Threads Dispatching : 2 different instructions per cycles?

From my readings, of many sources including this site and CUDA C programming guide, I have come to the following understanding.

  1. One partition (Ampere, example GA106) contains 3 processing data paths:
    1x FP32 Engine (16 Cores)
    1xFP32/INT32 Engine (16 Cores)
    1x SFU Unit (1)
  2. Warp Scheduler can execute 2 instructions in the same cycle if
  • They are independent
  • Processed by different data paths.

I would appreciate it if someone could answer my questions:

  1. It is possible that a partition executes in the same cycle:
  • 16 FP32 + 16 FP32/INT32
    or
  • 16 FP32 + 1 SFU
    or
  • 16 INT32/FP32 + 1 SFU
  1. It YES , how can the instruction i of 32 threads of the same WARP can be different (i.e for example the instruction i of thread (5 for example) can be a FP32 mult and the instruction i of the thread (13 for example) can be a SFU fnction (such as _sin, _cos).

CC2.1 - CC6.x warp schedulers support dual-issuing warp instructions per cycle. CC 7.0 (Volta) - present support single issue of warp instructions per cycle.

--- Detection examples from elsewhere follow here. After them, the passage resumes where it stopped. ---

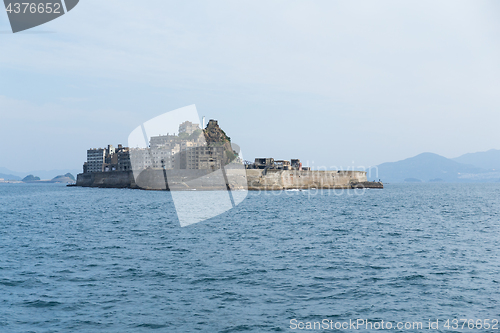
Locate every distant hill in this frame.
[23,175,40,183]
[50,173,75,183]
[369,153,490,183]
[452,149,500,171]
[0,173,21,180]
[0,167,82,180]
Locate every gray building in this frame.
[84,148,106,172]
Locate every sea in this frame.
[0,183,500,333]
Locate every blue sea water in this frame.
[0,184,500,332]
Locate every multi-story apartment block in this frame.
[86,148,106,172]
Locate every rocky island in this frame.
[76,120,383,191]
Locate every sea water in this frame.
[0,184,500,332]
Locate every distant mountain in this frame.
[369,153,492,183]
[0,167,82,180]
[0,173,21,180]
[452,149,500,171]
[50,173,75,183]
[23,175,40,183]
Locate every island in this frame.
[75,120,383,191]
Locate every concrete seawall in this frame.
[76,169,383,191]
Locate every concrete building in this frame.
[179,146,224,170]
[87,148,106,172]
[116,145,132,171]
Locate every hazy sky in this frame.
[0,0,500,171]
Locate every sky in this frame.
[0,0,500,171]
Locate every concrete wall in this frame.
[76,169,367,190]
[247,169,367,190]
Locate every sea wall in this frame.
[247,169,367,190]
[76,169,376,191]
[76,171,138,188]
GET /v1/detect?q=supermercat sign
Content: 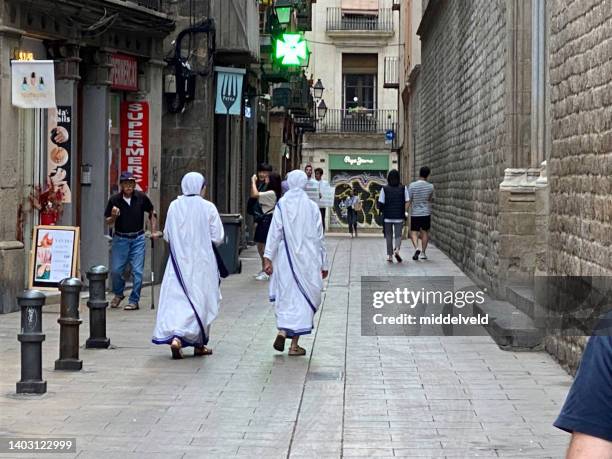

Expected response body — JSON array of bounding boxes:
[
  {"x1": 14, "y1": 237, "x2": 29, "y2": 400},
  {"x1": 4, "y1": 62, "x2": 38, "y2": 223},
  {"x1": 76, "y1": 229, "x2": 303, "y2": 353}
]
[{"x1": 329, "y1": 154, "x2": 389, "y2": 172}]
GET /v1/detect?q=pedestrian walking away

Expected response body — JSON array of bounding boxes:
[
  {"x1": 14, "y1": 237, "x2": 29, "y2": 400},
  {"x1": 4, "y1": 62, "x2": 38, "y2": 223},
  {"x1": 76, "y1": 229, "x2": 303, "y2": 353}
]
[
  {"x1": 251, "y1": 172, "x2": 282, "y2": 281},
  {"x1": 152, "y1": 172, "x2": 225, "y2": 359},
  {"x1": 315, "y1": 167, "x2": 329, "y2": 232},
  {"x1": 104, "y1": 172, "x2": 158, "y2": 310},
  {"x1": 408, "y1": 166, "x2": 434, "y2": 260},
  {"x1": 378, "y1": 169, "x2": 408, "y2": 263},
  {"x1": 344, "y1": 188, "x2": 361, "y2": 237},
  {"x1": 264, "y1": 170, "x2": 329, "y2": 356}
]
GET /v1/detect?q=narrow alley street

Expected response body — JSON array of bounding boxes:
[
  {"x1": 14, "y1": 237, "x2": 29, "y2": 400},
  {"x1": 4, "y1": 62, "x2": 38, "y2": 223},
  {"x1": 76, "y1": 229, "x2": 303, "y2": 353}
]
[{"x1": 0, "y1": 237, "x2": 571, "y2": 459}]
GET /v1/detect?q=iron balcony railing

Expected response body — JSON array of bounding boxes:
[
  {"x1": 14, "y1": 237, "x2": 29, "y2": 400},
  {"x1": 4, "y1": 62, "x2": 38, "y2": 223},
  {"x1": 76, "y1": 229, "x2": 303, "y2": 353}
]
[
  {"x1": 383, "y1": 57, "x2": 399, "y2": 88},
  {"x1": 327, "y1": 7, "x2": 393, "y2": 32},
  {"x1": 124, "y1": 0, "x2": 164, "y2": 12},
  {"x1": 317, "y1": 108, "x2": 397, "y2": 134}
]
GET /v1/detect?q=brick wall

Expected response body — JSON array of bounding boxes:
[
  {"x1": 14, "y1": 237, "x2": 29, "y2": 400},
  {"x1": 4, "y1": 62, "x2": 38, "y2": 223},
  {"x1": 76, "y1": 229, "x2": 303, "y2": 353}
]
[
  {"x1": 413, "y1": 0, "x2": 510, "y2": 292},
  {"x1": 546, "y1": 0, "x2": 612, "y2": 370}
]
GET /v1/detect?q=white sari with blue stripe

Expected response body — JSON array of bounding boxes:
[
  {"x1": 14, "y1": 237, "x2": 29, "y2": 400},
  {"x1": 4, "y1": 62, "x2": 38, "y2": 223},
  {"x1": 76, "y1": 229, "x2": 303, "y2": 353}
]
[
  {"x1": 264, "y1": 171, "x2": 328, "y2": 337},
  {"x1": 152, "y1": 172, "x2": 224, "y2": 346}
]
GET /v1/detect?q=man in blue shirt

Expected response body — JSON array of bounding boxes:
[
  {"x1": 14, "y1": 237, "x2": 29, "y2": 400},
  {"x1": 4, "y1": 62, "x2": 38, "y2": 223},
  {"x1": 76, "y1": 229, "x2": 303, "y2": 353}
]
[{"x1": 554, "y1": 328, "x2": 612, "y2": 459}]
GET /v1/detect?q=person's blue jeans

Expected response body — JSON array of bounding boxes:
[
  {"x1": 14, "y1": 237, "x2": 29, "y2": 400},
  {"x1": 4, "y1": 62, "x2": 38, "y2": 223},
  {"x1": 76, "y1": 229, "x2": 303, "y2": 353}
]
[{"x1": 111, "y1": 235, "x2": 145, "y2": 304}]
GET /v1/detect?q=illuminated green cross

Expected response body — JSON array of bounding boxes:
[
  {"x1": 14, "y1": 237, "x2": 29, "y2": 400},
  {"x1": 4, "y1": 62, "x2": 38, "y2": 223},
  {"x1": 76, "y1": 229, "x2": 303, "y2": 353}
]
[{"x1": 276, "y1": 33, "x2": 308, "y2": 66}]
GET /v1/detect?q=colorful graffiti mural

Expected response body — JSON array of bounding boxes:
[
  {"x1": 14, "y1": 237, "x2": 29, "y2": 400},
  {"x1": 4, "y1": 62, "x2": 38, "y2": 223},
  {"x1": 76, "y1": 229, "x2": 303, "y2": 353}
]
[{"x1": 330, "y1": 171, "x2": 387, "y2": 228}]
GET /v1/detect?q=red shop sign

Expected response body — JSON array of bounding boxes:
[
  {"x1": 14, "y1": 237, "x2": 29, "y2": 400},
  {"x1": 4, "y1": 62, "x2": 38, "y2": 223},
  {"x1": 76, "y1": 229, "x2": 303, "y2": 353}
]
[
  {"x1": 121, "y1": 102, "x2": 149, "y2": 193},
  {"x1": 111, "y1": 54, "x2": 138, "y2": 91}
]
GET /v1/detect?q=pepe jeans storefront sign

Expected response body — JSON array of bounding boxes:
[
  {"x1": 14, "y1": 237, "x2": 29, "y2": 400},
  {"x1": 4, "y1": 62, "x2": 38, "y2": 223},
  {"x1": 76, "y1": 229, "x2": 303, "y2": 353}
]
[
  {"x1": 111, "y1": 54, "x2": 138, "y2": 91},
  {"x1": 329, "y1": 155, "x2": 389, "y2": 171},
  {"x1": 344, "y1": 156, "x2": 374, "y2": 166}
]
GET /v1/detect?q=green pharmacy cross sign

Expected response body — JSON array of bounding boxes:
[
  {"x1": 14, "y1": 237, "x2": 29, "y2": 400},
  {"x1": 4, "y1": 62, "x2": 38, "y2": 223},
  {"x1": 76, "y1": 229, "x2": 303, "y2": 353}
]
[{"x1": 275, "y1": 33, "x2": 308, "y2": 66}]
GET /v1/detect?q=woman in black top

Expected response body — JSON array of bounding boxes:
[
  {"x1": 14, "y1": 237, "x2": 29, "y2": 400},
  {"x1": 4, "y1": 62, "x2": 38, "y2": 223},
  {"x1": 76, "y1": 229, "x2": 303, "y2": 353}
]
[
  {"x1": 251, "y1": 172, "x2": 282, "y2": 280},
  {"x1": 378, "y1": 169, "x2": 409, "y2": 263}
]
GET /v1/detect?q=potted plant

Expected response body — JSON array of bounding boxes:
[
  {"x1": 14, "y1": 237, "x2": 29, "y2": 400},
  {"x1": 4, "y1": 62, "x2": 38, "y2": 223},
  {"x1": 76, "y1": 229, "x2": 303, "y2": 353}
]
[{"x1": 30, "y1": 180, "x2": 64, "y2": 225}]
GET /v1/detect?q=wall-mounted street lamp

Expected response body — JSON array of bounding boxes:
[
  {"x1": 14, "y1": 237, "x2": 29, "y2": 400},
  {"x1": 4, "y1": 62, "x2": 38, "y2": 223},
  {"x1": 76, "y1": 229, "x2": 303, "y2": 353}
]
[
  {"x1": 317, "y1": 99, "x2": 327, "y2": 120},
  {"x1": 274, "y1": 0, "x2": 294, "y2": 26},
  {"x1": 312, "y1": 78, "x2": 325, "y2": 100}
]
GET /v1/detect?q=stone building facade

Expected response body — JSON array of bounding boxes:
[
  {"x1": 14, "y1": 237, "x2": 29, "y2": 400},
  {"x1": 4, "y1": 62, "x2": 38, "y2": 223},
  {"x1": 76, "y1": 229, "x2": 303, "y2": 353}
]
[
  {"x1": 402, "y1": 0, "x2": 612, "y2": 371},
  {"x1": 546, "y1": 0, "x2": 612, "y2": 368},
  {"x1": 410, "y1": 0, "x2": 529, "y2": 289}
]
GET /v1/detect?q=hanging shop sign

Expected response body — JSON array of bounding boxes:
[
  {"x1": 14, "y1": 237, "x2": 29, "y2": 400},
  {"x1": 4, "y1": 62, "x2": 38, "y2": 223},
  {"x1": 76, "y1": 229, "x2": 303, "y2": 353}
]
[
  {"x1": 215, "y1": 67, "x2": 246, "y2": 115},
  {"x1": 111, "y1": 54, "x2": 138, "y2": 91},
  {"x1": 329, "y1": 154, "x2": 389, "y2": 171},
  {"x1": 28, "y1": 225, "x2": 79, "y2": 290},
  {"x1": 11, "y1": 60, "x2": 55, "y2": 108},
  {"x1": 120, "y1": 102, "x2": 149, "y2": 193},
  {"x1": 47, "y1": 105, "x2": 72, "y2": 204}
]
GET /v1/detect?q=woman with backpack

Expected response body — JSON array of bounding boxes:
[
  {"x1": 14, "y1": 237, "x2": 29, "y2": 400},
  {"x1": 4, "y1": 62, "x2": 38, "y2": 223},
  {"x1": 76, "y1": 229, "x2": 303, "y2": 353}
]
[
  {"x1": 344, "y1": 188, "x2": 361, "y2": 237},
  {"x1": 251, "y1": 172, "x2": 282, "y2": 281},
  {"x1": 378, "y1": 169, "x2": 410, "y2": 263}
]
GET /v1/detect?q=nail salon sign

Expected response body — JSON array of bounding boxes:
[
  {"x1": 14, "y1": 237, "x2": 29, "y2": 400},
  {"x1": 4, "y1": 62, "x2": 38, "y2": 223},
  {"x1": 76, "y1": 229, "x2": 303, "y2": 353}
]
[
  {"x1": 121, "y1": 102, "x2": 149, "y2": 193},
  {"x1": 215, "y1": 67, "x2": 246, "y2": 115},
  {"x1": 11, "y1": 60, "x2": 55, "y2": 108}
]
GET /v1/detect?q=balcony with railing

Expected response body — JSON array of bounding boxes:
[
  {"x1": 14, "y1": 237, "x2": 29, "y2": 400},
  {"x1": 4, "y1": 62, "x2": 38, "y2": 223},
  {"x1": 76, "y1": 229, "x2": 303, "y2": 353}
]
[
  {"x1": 124, "y1": 0, "x2": 163, "y2": 13},
  {"x1": 317, "y1": 108, "x2": 397, "y2": 134},
  {"x1": 383, "y1": 57, "x2": 400, "y2": 88},
  {"x1": 327, "y1": 7, "x2": 393, "y2": 36}
]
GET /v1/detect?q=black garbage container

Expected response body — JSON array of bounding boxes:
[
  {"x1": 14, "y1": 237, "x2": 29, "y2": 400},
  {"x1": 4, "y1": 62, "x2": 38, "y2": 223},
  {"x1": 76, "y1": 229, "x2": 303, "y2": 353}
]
[{"x1": 217, "y1": 214, "x2": 242, "y2": 274}]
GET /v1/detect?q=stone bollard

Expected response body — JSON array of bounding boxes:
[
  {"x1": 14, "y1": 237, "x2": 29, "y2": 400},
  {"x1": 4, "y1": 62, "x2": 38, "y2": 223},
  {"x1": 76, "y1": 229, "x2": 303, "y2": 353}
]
[
  {"x1": 85, "y1": 266, "x2": 110, "y2": 349},
  {"x1": 55, "y1": 277, "x2": 83, "y2": 370},
  {"x1": 17, "y1": 290, "x2": 47, "y2": 394}
]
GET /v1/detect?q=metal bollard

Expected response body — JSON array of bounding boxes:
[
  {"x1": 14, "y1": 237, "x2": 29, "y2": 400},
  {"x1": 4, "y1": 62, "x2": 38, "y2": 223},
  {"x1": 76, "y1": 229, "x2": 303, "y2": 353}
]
[
  {"x1": 85, "y1": 266, "x2": 110, "y2": 349},
  {"x1": 17, "y1": 290, "x2": 47, "y2": 394},
  {"x1": 55, "y1": 277, "x2": 83, "y2": 370}
]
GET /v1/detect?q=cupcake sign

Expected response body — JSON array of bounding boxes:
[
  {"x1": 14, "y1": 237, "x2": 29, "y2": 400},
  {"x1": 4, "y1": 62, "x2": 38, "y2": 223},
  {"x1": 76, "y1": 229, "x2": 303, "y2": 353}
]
[
  {"x1": 47, "y1": 105, "x2": 72, "y2": 204},
  {"x1": 11, "y1": 61, "x2": 55, "y2": 108}
]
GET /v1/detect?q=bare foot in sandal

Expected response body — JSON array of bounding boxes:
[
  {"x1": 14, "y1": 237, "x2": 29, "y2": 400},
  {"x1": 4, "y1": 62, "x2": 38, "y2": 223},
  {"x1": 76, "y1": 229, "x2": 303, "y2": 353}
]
[
  {"x1": 288, "y1": 345, "x2": 306, "y2": 356},
  {"x1": 170, "y1": 338, "x2": 183, "y2": 360},
  {"x1": 193, "y1": 346, "x2": 212, "y2": 357},
  {"x1": 272, "y1": 331, "x2": 287, "y2": 352}
]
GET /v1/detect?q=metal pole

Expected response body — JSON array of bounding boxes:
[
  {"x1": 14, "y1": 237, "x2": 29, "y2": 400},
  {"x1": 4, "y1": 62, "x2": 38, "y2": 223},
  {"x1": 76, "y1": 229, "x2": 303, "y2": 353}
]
[
  {"x1": 225, "y1": 113, "x2": 232, "y2": 213},
  {"x1": 151, "y1": 237, "x2": 155, "y2": 309},
  {"x1": 55, "y1": 277, "x2": 83, "y2": 371},
  {"x1": 17, "y1": 290, "x2": 47, "y2": 394},
  {"x1": 85, "y1": 266, "x2": 110, "y2": 349}
]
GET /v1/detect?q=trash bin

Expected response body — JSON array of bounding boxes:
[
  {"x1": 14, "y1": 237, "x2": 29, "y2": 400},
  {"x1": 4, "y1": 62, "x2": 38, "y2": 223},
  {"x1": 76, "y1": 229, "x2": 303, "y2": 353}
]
[{"x1": 217, "y1": 214, "x2": 242, "y2": 274}]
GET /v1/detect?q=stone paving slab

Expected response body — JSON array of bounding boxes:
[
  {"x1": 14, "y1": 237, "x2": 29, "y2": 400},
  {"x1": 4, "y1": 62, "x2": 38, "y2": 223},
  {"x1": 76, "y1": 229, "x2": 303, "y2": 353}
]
[{"x1": 0, "y1": 237, "x2": 571, "y2": 459}]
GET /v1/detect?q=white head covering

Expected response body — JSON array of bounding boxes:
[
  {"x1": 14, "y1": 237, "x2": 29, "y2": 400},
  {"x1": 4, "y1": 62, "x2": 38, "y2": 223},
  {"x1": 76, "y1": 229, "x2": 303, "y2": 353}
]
[
  {"x1": 181, "y1": 172, "x2": 206, "y2": 196},
  {"x1": 287, "y1": 170, "x2": 308, "y2": 194}
]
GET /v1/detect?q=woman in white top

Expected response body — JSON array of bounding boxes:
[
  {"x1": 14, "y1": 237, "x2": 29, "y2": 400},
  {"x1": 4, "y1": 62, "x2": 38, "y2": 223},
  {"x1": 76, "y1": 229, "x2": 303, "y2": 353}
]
[
  {"x1": 153, "y1": 172, "x2": 224, "y2": 359},
  {"x1": 251, "y1": 172, "x2": 282, "y2": 280}
]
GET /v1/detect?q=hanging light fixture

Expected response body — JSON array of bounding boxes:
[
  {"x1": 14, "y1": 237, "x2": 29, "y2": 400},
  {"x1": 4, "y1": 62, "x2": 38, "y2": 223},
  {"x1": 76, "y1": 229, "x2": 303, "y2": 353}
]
[
  {"x1": 317, "y1": 99, "x2": 327, "y2": 119},
  {"x1": 312, "y1": 78, "x2": 325, "y2": 100},
  {"x1": 274, "y1": 0, "x2": 293, "y2": 26}
]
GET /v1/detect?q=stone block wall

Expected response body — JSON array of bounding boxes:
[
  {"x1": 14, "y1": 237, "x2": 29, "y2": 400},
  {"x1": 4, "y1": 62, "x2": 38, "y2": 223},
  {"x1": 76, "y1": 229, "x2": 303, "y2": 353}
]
[
  {"x1": 412, "y1": 0, "x2": 512, "y2": 287},
  {"x1": 547, "y1": 0, "x2": 612, "y2": 371}
]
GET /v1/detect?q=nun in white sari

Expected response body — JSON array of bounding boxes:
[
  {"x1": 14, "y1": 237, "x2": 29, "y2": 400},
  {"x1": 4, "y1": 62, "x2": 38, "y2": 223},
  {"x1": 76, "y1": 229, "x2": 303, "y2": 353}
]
[
  {"x1": 152, "y1": 172, "x2": 224, "y2": 358},
  {"x1": 264, "y1": 170, "x2": 328, "y2": 355}
]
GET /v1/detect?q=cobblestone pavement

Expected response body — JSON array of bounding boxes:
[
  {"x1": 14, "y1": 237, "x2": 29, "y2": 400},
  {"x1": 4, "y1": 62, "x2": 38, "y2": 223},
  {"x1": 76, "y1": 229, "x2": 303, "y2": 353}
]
[{"x1": 0, "y1": 238, "x2": 571, "y2": 459}]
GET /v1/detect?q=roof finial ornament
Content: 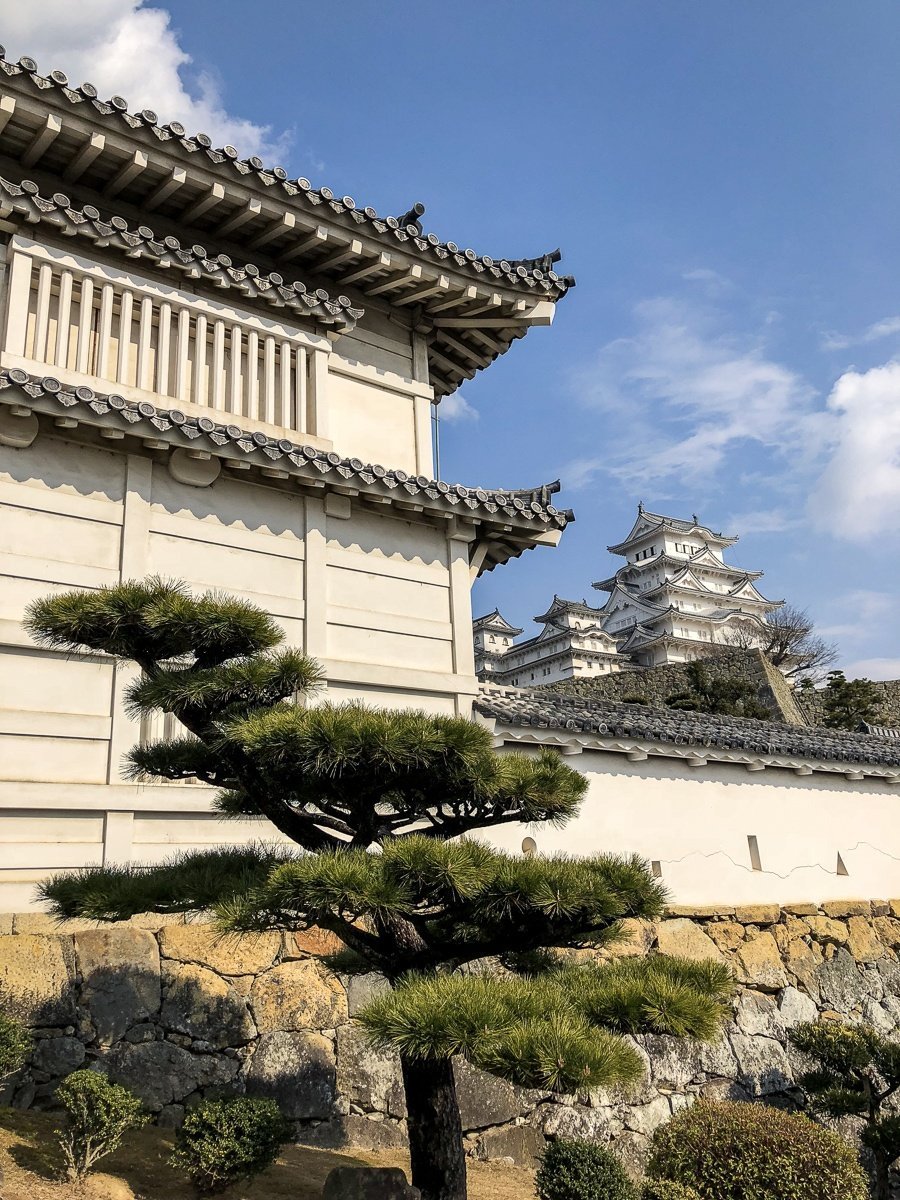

In CC2.1 the warp scheduler choice of dual-issue was dynamic.
In CC3.0 - 6.x dual-issue is determined by the compiler.

On each cycle a warp cycle selects an eligible warp and issues the warp instruction. The warp lanes may then be sub-divided by the width of the execution unit (e.g. FP32 unit is 16 lanes) and fed over multiple cycles.

You mean the instruction executed by thread/lane i of the warp?

All threads of a warp have to execute the same instruction or optionally be inactive during that time (e.g. conditional/if…else blocks). It is not possible to separate the work between different threads. Even if there are only 16 FP32 computation units and 16 INT32 computation units for some GPU, one cannot give each half-warp different instructions and expect the GPU to run with the speed as if one instruction was given to the full warp. The - lower than 32 - number of computation units does not lower the warp granularity for scheduling. The dual-issue @Greg mentions affects the whole warp, i.e. two independent instructions are started at the same time for all threads of a warp (for cc 2.1-6.x, so no Ampere).

Not sure, whether some units with either very low count or not fixed latency (e.g. behind MIO pipeline) finish early, if only some lanes use them. E.g. SFU, FP64 on consumer.

The feeding of the execution units, @Greg mentioned, does not prevent other execution units / pipelines from being scheduled for in the following cycle, when the feeding is still going on.